István Nádler
(Visegrád, 1938 - )
István Nádler finished his studies at the Hungarian College of Fine Arts’ Painting Department in 1963. He furthered his education in the Zugló Circle. In 1968 and 1968, he participated in the Iparterv exhibitions.
In the 1960s, he worked on colourful and dynamic hard-edge paintings. During the following decade, he conducted pictorial experiments – relying on a reduced set of forms – dealing with the phenomena of music and the spatiality of geometry. This was followed by a shift towards gestural painting, in which points of intersections between the opposing forces of horizontal and vertical movements and the notion of harmony played a central role. References to literature, music, the Bible and the history of art are crucial in his work.

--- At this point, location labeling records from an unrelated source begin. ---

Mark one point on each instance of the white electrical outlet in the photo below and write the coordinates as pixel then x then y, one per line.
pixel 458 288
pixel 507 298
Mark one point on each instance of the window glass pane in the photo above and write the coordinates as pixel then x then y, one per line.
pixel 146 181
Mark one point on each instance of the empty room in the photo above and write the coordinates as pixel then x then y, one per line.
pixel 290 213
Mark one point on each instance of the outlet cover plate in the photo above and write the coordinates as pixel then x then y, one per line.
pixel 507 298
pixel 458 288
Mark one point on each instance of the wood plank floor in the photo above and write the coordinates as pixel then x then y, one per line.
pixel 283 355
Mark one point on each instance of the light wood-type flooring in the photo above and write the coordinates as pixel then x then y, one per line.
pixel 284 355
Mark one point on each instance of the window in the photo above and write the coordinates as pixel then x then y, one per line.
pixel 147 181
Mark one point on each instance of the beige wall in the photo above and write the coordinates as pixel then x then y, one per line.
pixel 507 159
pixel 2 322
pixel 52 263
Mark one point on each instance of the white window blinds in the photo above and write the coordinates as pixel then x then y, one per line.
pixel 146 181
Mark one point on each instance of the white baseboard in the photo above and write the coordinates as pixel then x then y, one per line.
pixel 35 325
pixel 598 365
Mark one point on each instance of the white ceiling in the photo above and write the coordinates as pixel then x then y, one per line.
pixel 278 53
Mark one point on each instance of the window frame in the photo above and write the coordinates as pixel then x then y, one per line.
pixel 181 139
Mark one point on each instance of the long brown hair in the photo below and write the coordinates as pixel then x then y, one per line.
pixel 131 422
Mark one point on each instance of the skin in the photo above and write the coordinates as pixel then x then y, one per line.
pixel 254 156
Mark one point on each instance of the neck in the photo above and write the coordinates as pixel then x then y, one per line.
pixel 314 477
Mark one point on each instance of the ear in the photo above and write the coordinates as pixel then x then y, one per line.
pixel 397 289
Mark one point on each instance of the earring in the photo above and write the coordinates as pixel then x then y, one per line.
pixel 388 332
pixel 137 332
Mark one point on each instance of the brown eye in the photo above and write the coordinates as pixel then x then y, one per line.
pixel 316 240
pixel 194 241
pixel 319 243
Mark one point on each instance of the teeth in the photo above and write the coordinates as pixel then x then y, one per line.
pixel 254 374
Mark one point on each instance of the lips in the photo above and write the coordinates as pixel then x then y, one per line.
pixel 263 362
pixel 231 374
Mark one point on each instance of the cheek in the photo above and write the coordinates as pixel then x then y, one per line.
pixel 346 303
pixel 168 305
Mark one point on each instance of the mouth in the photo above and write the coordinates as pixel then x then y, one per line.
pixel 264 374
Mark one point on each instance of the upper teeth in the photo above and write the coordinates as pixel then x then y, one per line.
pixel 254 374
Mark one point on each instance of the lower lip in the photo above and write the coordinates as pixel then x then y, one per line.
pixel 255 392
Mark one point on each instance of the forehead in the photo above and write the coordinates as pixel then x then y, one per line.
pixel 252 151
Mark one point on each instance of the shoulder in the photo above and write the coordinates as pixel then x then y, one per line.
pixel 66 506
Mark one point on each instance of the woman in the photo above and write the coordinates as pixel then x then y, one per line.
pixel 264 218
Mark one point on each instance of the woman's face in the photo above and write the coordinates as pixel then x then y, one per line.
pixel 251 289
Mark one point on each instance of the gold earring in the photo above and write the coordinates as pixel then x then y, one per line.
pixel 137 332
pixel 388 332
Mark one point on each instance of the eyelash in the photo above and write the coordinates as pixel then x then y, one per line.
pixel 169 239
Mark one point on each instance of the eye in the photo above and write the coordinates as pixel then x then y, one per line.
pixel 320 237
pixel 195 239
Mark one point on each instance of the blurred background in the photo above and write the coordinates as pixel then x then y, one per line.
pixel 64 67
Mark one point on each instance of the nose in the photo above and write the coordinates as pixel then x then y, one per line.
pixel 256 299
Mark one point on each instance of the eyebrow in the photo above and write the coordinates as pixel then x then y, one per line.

“Nádler’s entire oeuvre could be described as a search for an imaginary form that condenses the world into itself. He explores the delicate balance of opposing tensions throughout his work, seeking perspectives and constellations in which seemingly mutually exclusive qualities intertwine and dissolve – universal and concrete, spiritual and sensual, personal and impersonal, open and closed, abstract and objective, geometric and expressive, form and gesture, plane and space, above and below, outside and inside, visible and invisible, material and immaterial. ” – writes art historian, Dávid Fehér.
Nádler is a winner of the Kossuth Prize and a member of the Széchenyi Academy of Letters and Arts. His paintings can be found in the collections of the Centre Pompidou in Paris, the Hungarian National Gallery, the Ludwig Museum in Budapest, the Museum Folkwang in Essen, the Neue Nationalgalerie in Berlin and the Solomon R. Guggenheim Museum in New York.